Multinode Deep Learning on Biowulf

Quick Links

Notes

Single node Multi-GPU Tensorflow

Benchmarks

Single node Multi-GPU Pytorch

Multi-node Multi-GPU Tensorflow

Multi-node Multi-GPU Pytorch

Multinode GPUs will speed up the training of very large datasets. Examples for running multi-GPU training using Tensorflow and Pytorch are shown here. This page will guide you through the use of the different deep learning frameworks in Biowulf using interactive sessions and sbatch submission (and by extension swarm jobs).

Important Notes

Allocate a GPU node (such as the K80, P100, V100, and A100 nodes). Please use the 'freen' command for availability.
The python code has to explicitly written to use multi-GPU. The examples here are community written and maintained standards.

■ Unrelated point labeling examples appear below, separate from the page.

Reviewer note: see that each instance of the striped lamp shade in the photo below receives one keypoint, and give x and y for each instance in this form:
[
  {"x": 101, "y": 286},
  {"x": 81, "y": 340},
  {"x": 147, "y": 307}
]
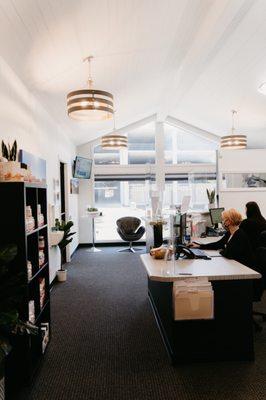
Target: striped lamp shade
[
  {"x": 233, "y": 142},
  {"x": 114, "y": 142},
  {"x": 90, "y": 105}
]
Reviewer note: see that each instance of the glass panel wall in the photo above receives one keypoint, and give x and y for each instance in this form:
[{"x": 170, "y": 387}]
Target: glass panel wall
[
  {"x": 116, "y": 199},
  {"x": 181, "y": 147},
  {"x": 193, "y": 185},
  {"x": 141, "y": 149}
]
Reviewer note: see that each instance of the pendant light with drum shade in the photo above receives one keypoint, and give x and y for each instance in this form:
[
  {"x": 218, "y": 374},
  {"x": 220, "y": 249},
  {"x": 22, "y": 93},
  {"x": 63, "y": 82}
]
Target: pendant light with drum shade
[
  {"x": 114, "y": 141},
  {"x": 90, "y": 104},
  {"x": 233, "y": 141}
]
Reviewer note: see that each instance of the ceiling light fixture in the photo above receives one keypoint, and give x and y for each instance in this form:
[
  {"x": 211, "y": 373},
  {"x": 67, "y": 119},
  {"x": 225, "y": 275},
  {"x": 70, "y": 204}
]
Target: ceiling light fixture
[
  {"x": 90, "y": 104},
  {"x": 233, "y": 141},
  {"x": 262, "y": 88},
  {"x": 114, "y": 141}
]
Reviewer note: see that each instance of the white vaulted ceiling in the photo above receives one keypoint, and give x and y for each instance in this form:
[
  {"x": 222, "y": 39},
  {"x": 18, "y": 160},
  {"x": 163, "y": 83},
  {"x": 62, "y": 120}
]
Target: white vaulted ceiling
[{"x": 192, "y": 59}]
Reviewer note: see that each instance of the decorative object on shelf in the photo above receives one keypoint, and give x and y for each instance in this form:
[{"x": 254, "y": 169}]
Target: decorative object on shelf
[
  {"x": 29, "y": 269},
  {"x": 90, "y": 104},
  {"x": 16, "y": 291},
  {"x": 55, "y": 237},
  {"x": 9, "y": 153},
  {"x": 36, "y": 166},
  {"x": 74, "y": 186},
  {"x": 234, "y": 141},
  {"x": 211, "y": 197},
  {"x": 45, "y": 329},
  {"x": 21, "y": 170},
  {"x": 114, "y": 140},
  {"x": 40, "y": 216},
  {"x": 65, "y": 227},
  {"x": 56, "y": 188},
  {"x": 42, "y": 291},
  {"x": 30, "y": 221}
]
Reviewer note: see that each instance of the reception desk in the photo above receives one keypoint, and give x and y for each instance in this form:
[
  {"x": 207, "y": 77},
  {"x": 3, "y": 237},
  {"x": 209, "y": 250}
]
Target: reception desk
[{"x": 229, "y": 336}]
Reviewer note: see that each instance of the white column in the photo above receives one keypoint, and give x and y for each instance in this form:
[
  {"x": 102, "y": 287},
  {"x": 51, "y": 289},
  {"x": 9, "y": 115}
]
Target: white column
[{"x": 86, "y": 196}]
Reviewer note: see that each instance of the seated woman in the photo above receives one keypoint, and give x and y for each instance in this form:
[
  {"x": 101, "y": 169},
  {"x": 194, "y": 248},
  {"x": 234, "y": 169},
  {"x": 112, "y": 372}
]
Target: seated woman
[
  {"x": 234, "y": 244},
  {"x": 254, "y": 224}
]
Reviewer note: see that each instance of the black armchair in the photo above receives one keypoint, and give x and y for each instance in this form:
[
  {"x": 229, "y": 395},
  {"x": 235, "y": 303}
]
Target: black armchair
[
  {"x": 129, "y": 229},
  {"x": 260, "y": 284}
]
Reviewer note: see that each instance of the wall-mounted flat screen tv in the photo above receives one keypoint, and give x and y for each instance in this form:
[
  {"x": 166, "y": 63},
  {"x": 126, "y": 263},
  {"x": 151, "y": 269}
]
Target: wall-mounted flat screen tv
[{"x": 82, "y": 168}]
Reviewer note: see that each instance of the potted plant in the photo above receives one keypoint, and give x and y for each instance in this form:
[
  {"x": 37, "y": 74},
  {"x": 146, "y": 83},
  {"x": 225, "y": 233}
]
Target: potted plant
[
  {"x": 11, "y": 295},
  {"x": 66, "y": 228},
  {"x": 10, "y": 168},
  {"x": 211, "y": 197}
]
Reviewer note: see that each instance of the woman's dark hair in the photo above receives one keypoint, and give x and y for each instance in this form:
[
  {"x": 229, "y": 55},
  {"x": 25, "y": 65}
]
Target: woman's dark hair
[{"x": 253, "y": 211}]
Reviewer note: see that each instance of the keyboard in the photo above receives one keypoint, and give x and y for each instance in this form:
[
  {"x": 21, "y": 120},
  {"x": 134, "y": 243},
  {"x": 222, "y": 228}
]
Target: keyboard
[{"x": 199, "y": 253}]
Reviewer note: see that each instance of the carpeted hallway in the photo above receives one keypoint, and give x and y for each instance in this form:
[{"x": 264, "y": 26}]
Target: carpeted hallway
[{"x": 106, "y": 344}]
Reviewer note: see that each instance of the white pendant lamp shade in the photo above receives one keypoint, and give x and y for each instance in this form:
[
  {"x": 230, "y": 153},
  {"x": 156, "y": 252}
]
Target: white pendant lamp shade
[
  {"x": 90, "y": 104},
  {"x": 233, "y": 141},
  {"x": 114, "y": 142}
]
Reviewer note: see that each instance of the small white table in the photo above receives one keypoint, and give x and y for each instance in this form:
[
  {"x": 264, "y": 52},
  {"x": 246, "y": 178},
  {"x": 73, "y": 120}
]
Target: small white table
[
  {"x": 92, "y": 216},
  {"x": 229, "y": 336}
]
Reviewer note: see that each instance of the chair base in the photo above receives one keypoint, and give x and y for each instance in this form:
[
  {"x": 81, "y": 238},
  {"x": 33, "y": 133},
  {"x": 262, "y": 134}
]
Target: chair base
[
  {"x": 130, "y": 249},
  {"x": 257, "y": 326},
  {"x": 260, "y": 314},
  {"x": 93, "y": 249}
]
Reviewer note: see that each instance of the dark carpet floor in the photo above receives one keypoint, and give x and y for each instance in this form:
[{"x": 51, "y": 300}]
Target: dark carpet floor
[{"x": 106, "y": 344}]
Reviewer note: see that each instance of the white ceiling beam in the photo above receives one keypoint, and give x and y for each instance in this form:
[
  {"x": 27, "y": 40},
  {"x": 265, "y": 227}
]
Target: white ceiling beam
[
  {"x": 192, "y": 129},
  {"x": 213, "y": 32},
  {"x": 127, "y": 128}
]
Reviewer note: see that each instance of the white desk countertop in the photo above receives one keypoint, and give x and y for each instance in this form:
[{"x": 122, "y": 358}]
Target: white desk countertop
[{"x": 218, "y": 268}]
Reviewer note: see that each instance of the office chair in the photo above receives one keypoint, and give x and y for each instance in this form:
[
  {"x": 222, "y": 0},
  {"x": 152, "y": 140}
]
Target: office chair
[
  {"x": 260, "y": 284},
  {"x": 129, "y": 229}
]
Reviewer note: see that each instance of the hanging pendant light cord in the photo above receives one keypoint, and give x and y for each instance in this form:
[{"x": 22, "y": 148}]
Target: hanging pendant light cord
[
  {"x": 233, "y": 121},
  {"x": 90, "y": 81}
]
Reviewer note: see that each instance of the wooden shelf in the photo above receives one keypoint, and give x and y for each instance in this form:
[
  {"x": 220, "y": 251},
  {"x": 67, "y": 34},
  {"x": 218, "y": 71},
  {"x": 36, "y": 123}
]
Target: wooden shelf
[
  {"x": 36, "y": 230},
  {"x": 38, "y": 272},
  {"x": 42, "y": 310},
  {"x": 15, "y": 196}
]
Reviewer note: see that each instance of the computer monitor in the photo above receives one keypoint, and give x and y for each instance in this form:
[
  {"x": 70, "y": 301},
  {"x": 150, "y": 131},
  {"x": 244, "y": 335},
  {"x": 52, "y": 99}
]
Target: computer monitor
[{"x": 216, "y": 216}]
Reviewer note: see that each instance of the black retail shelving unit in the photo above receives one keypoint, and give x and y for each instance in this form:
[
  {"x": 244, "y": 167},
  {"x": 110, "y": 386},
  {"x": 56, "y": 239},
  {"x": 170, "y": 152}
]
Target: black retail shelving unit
[{"x": 27, "y": 351}]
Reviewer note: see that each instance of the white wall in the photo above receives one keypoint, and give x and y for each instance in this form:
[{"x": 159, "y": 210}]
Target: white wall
[
  {"x": 241, "y": 161},
  {"x": 22, "y": 117}
]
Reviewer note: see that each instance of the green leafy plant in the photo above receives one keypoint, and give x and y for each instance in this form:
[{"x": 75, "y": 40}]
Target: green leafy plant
[
  {"x": 12, "y": 289},
  {"x": 211, "y": 195},
  {"x": 10, "y": 153},
  {"x": 66, "y": 228}
]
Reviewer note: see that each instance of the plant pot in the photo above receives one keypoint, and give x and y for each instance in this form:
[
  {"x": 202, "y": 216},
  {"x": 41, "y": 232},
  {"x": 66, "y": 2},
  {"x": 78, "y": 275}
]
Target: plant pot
[
  {"x": 93, "y": 214},
  {"x": 61, "y": 275},
  {"x": 55, "y": 237}
]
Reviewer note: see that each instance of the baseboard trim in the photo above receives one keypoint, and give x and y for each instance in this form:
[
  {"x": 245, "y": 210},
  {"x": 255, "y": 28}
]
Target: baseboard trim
[{"x": 108, "y": 244}]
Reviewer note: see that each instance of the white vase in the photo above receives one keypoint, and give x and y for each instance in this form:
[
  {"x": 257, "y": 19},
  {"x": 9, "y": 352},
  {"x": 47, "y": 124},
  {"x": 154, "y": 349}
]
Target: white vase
[{"x": 61, "y": 275}]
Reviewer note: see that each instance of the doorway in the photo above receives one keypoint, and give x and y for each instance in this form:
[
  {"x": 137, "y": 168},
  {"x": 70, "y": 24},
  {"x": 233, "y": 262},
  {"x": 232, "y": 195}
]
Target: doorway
[{"x": 63, "y": 202}]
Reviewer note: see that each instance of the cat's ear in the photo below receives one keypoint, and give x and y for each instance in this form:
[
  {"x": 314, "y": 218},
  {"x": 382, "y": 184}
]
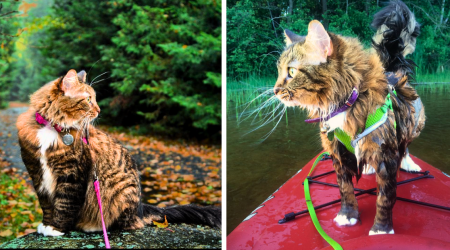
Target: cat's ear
[
  {"x": 319, "y": 38},
  {"x": 69, "y": 81},
  {"x": 291, "y": 37},
  {"x": 82, "y": 76}
]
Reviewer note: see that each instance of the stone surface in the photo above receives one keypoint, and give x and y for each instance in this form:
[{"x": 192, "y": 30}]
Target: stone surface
[{"x": 174, "y": 236}]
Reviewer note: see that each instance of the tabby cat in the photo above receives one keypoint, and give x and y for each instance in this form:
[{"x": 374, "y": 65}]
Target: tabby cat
[
  {"x": 321, "y": 71},
  {"x": 63, "y": 169}
]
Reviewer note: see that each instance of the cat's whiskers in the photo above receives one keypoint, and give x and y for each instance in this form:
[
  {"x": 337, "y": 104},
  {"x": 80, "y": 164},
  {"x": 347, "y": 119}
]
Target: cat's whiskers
[
  {"x": 257, "y": 110},
  {"x": 271, "y": 118},
  {"x": 97, "y": 77},
  {"x": 244, "y": 113}
]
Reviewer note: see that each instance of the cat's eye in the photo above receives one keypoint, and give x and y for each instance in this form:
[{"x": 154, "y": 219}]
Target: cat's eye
[{"x": 292, "y": 71}]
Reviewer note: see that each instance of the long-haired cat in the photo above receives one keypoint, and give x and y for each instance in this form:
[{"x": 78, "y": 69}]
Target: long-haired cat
[
  {"x": 321, "y": 71},
  {"x": 63, "y": 154}
]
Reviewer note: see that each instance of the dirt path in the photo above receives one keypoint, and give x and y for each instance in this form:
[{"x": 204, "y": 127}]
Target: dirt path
[{"x": 9, "y": 143}]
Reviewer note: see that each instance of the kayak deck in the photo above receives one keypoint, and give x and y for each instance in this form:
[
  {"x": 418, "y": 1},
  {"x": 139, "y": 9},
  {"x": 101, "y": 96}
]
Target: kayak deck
[{"x": 261, "y": 230}]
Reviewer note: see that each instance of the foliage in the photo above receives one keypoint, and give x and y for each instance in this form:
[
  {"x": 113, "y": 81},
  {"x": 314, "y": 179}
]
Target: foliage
[
  {"x": 8, "y": 32},
  {"x": 160, "y": 60},
  {"x": 255, "y": 30}
]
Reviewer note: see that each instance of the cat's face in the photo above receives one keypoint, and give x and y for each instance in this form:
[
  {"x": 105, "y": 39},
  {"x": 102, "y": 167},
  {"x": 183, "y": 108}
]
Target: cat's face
[
  {"x": 68, "y": 101},
  {"x": 303, "y": 75}
]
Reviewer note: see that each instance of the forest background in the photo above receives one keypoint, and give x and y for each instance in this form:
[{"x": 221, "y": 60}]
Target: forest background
[
  {"x": 158, "y": 62},
  {"x": 255, "y": 32}
]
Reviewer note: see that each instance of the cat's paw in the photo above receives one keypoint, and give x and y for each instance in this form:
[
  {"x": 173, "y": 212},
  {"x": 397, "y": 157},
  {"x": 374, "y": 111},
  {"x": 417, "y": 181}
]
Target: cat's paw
[
  {"x": 343, "y": 220},
  {"x": 368, "y": 169},
  {"x": 409, "y": 165},
  {"x": 371, "y": 232},
  {"x": 48, "y": 230}
]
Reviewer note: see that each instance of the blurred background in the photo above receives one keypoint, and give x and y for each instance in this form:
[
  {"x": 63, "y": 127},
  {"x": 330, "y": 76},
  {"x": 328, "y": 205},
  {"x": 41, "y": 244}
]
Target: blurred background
[
  {"x": 160, "y": 60},
  {"x": 266, "y": 145},
  {"x": 156, "y": 68}
]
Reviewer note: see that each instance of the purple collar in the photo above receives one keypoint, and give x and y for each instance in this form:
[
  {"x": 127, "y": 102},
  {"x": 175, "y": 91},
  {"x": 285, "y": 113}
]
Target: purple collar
[{"x": 350, "y": 101}]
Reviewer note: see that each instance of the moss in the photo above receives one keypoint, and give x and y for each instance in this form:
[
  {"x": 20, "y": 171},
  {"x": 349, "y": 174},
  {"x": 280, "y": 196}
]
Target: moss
[{"x": 179, "y": 236}]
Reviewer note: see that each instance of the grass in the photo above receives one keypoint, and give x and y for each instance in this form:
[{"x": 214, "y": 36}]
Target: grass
[{"x": 20, "y": 212}]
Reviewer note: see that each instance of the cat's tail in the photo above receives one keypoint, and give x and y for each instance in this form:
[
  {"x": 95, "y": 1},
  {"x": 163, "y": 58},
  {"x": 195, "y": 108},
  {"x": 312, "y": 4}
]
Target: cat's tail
[
  {"x": 395, "y": 37},
  {"x": 191, "y": 214}
]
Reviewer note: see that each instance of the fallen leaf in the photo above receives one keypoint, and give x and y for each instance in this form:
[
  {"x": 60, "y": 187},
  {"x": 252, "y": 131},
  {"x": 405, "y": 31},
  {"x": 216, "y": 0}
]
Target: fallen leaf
[
  {"x": 162, "y": 225},
  {"x": 6, "y": 233}
]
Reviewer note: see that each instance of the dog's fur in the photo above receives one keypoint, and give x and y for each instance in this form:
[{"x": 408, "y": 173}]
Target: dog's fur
[{"x": 325, "y": 67}]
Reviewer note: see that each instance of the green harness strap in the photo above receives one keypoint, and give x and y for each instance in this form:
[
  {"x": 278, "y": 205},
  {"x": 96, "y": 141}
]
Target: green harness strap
[
  {"x": 311, "y": 210},
  {"x": 345, "y": 139},
  {"x": 372, "y": 119}
]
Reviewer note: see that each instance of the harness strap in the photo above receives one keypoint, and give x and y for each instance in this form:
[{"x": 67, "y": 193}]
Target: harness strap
[
  {"x": 374, "y": 120},
  {"x": 311, "y": 210}
]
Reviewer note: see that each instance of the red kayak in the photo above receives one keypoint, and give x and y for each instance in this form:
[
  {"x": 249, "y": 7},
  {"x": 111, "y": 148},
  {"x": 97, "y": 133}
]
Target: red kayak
[{"x": 423, "y": 225}]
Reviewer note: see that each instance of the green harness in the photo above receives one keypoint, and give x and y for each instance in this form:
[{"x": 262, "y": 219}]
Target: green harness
[{"x": 374, "y": 120}]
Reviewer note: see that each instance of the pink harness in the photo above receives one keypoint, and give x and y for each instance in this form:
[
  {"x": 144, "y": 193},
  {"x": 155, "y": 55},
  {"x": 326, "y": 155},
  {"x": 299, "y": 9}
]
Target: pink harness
[{"x": 41, "y": 120}]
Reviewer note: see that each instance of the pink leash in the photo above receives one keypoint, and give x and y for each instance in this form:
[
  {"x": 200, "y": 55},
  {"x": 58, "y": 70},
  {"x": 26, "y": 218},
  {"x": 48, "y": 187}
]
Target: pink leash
[{"x": 97, "y": 191}]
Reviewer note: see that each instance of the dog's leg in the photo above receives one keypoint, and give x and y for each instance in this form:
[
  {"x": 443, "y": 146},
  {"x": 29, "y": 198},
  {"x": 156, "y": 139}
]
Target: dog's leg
[
  {"x": 348, "y": 215},
  {"x": 387, "y": 187}
]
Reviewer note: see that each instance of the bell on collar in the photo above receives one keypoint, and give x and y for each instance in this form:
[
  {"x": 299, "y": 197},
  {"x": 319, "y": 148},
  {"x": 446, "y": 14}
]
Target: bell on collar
[{"x": 68, "y": 139}]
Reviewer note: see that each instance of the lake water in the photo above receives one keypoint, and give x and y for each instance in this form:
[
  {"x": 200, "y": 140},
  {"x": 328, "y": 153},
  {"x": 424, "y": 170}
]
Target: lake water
[{"x": 256, "y": 169}]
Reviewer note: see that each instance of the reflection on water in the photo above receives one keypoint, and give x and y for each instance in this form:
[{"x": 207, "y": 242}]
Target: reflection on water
[{"x": 255, "y": 170}]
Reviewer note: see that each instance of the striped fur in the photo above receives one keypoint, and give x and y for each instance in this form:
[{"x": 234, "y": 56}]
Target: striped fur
[
  {"x": 322, "y": 88},
  {"x": 63, "y": 175}
]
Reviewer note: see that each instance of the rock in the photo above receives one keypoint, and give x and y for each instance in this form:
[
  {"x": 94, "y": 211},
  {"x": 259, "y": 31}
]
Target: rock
[{"x": 179, "y": 236}]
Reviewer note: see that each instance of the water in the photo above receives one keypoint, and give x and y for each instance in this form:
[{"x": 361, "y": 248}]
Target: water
[{"x": 255, "y": 170}]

Single node Multi-GPU Tensorflow

Main page: www.tensorflow.org
Github page: https://github.com/tensorflow/tensorflow
Tutorial page: https://www.tensorflow.org/get_started/

Allocate an interactive session with 4 GPUs. Sample session follows. (User input in bold.)

[user@biowulf ~]$ sinteractive --gres=gpu:k80:4,lscratch:10 --mem=100g -c56 
salloc.exe: Pending job allocation 58766834
salloc.exe: job 58766834 queued and waiting for resources
salloc.exe: job 58766834 has been allocated resources
salloc.exe: Granted job allocation 58766834
salloc.exe: Waiting for resource configuration
salloc.exe: Nodes cn4216 are ready for job
srun: error: x11: no local DISPLAY defined, skipping

While the central python installation has tensorflow, it does not contain the tensorflow-datasets package needed to run this example. We will create a conda environment. This assumes that you have already installed miniconda according to these instructions.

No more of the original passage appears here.